Jest miejsce, w którym nowa organizacja ruchu tylko skomplikowała sytuację. Wczoraj skontaktował się z nami właściciel sklepu przy ul. Piłsudskiego. Lokal, który użytkuje znajduje się na wysokości skrętu na ul. Paderewskiego.

I właśnie na tą drogę prowadzi wyznaczony na środku lewoskręt. Problem tkwi w tym, że na tego typu pas manewrowy nie można wjechać „pod prąd”, czyli w tym przypadku na lewo, jadąc od strony centrum miasta. W ten oto sposób nie da się w zgodzie z przepisami wjechać pojazdem na parking przed sklepem, gdyż konieczne byłoby przekroczenie podwójnej linii ciągłej.

- Jestem po prostu oburzony bezmyślnością osoby, która to projektowała. Zapewne nawet nie była tu na miejscu. Teraz klienci nie mają jak wjechać na parking, problem mają też dostawcy towaru, z którymi współpracuję. Pozostaje więc tylko zwinięcie interesu - mówi właściciel sklepu.

Co więcej, kierowca który przyjedzie na parking od strony Sowlin nie będzie miał jak wrócić, gdyż na przeszkodzie znów stoi podwójna ciągła.

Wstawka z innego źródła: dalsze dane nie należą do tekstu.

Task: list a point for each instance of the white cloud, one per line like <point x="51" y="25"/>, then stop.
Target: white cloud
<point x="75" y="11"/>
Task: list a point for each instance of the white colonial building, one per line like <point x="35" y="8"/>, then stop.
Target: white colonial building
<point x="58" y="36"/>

By nie narazić się na mandat, należy zatem pojechać w kierunku centrum, a następnie zawrócić i udać się we właściwą stronę.

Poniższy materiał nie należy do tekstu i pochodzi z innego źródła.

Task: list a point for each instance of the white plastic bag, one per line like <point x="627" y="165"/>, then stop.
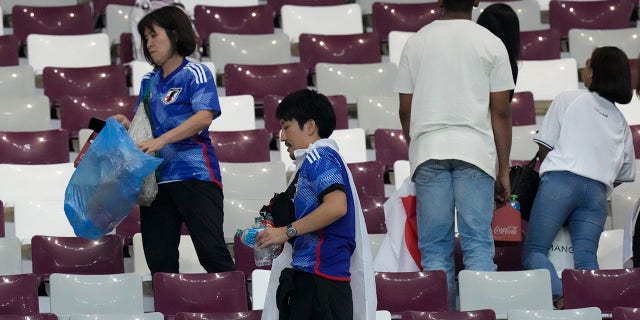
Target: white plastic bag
<point x="140" y="130"/>
<point x="561" y="251"/>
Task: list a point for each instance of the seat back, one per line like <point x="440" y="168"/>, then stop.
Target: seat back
<point x="109" y="80"/>
<point x="583" y="41"/>
<point x="25" y="113"/>
<point x="117" y="20"/>
<point x="188" y="261"/>
<point x="49" y="214"/>
<point x="368" y="177"/>
<point x="626" y="313"/>
<point x="190" y="5"/>
<point x="237" y="113"/>
<point x="252" y="19"/>
<point x="272" y="124"/>
<point x="243" y="315"/>
<point x="74" y="255"/>
<point x="60" y="20"/>
<point x="540" y="44"/>
<point x="355" y="80"/>
<point x="77" y="111"/>
<point x="419" y="291"/>
<point x="609" y="14"/>
<point x="104" y="293"/>
<point x="349" y="48"/>
<point x="345" y="19"/>
<point x="605" y="289"/>
<point x="373" y="210"/>
<point x="8" y="51"/>
<point x="87" y="50"/>
<point x="118" y="316"/>
<point x="397" y="40"/>
<point x="547" y="78"/>
<point x="17" y="81"/>
<point x="10" y="252"/>
<point x="409" y="17"/>
<point x="482" y="314"/>
<point x="505" y="290"/>
<point x="261" y="80"/>
<point x="528" y="13"/>
<point x="253" y="180"/>
<point x="390" y="146"/>
<point x="270" y="48"/>
<point x="19" y="294"/>
<point x="242" y="146"/>
<point x="259" y="285"/>
<point x="522" y="145"/>
<point x="591" y="313"/>
<point x="46" y="182"/>
<point x="34" y="147"/>
<point x="175" y="293"/>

- Nie rozumiem jednego: lewoskręt ma kilkadziesiąt metrów długości i prowadzi na drogę, na której natężenie ruchu jest niewielkie. Trudno spodziewać się, że na tym pasie będzie można zobaczyć sznur aut, oczekujących na możliwość skrętu. To po prostu niepotrzebne - zauważa nas rozmówca.

Dodaje, że w przypadku innych zjazdów, np. na parking pobliskiego supermarketu, problemu nie ma. - Oczywiście, „dużym” nikt życia nie utrudnia. A człowiek prowadzi małą firmę, płaci podatki i próbuje się jakoś utrzymać, musi zmagać się z czymś takim - dodaje przedsiębiorca.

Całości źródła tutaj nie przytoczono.